My own romantic journey through my teens and twenties was dogged by lack of confidence and an assumption that boys and men wouldn’t find me attractive; after all men don’t make passes at girls that wear glasses. I didn’t have my first boyfriend until my mid-teens, we finished because the distance was too great – 18 miles and poor public transport can seem the world when you’re 16. Ah how impatient we are in youth. Now I see it as less than 40 minutes on a pretty train journey.
To today, and romance. I love it, I love the fantasy of it, the hope of it, the notion of triumphing over adversity merely by emotion; though of course I know that love doesn’t conquer all, love is fluid, living and like all living things in need of nurturing and is at risk of withering under the unforgiving, unrelenting dirge of troubled times.
And being a romantic I love weddings. I loved getting married, of being married, its irrational and nonsensical. There’s no religious element of it for me as I don’t believe in any god. There’s no sense that being married is better or more permanent than being in a committed relationship that isn’t marriage. I don’t treat my friends in married or unmarried relationships any different to each other. I don’t think one state has a moral authority over the other, I don’t think, and my own personal experience is testament to this, that a marriage guarantees a relationship to last and yet I’m a fan.
Which is why I adore the TV show Don’t Tell the Bride. For the uninitiated the premise is simple; a couple are given £12,000 and a month to plan their wedding, except the bride to be has no say in the matter, all the money and the plans are in the hand of the groom.
Every episode follows the same course, the groom gets going with the help of his best man and some beers, meanwhile we watch his fiance visit her dream venue, try on her dream dress and finally freak out at the realisation that her beloved might not have his wedding telepathy mode switched on. The conflict is inherent in watching the contrast between the woman’s dream and the man’s implementation. What I never fail to be reminded of is how often people seem to assume that the wedding is about the bride. The grooms in the programme always seem to talk about giving their partner her dream wedding, which is exactly what the bride always talks about her dream wedding. At the end of every episode there is a wedding, well apart from the one where he decided to fly to Vegas, and in general, although the wedding may bear no resemblance to the brides ideal they are usually swept off their feet by their partner’s endeavours.
I can’t help wondering that if the brides were given the money how much they would talk about the grooms dream day and I’m always left thinking that perhaps men are more romantic then they are generally given credit for.
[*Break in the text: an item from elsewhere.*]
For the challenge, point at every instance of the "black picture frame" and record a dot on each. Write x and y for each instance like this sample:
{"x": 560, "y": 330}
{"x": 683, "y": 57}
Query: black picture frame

After all the most enjoyable weddings I’ve been to have been the ones where you felt the identity of the couple were represented through their choices rather than it being a catwalk show for the bride with the groom cast in the supporting role.
My own wedding was a funny mix, but that’s a story for another blog post, my marriage didn’t survive some tough times, but lets not dwell on reality when there is the wonderful fantasy of romance to distract us.
Oh and one very last word, should you ever nominate yourself and your intended for Don’t Tell the Bride, two words of advice Pinterest Board!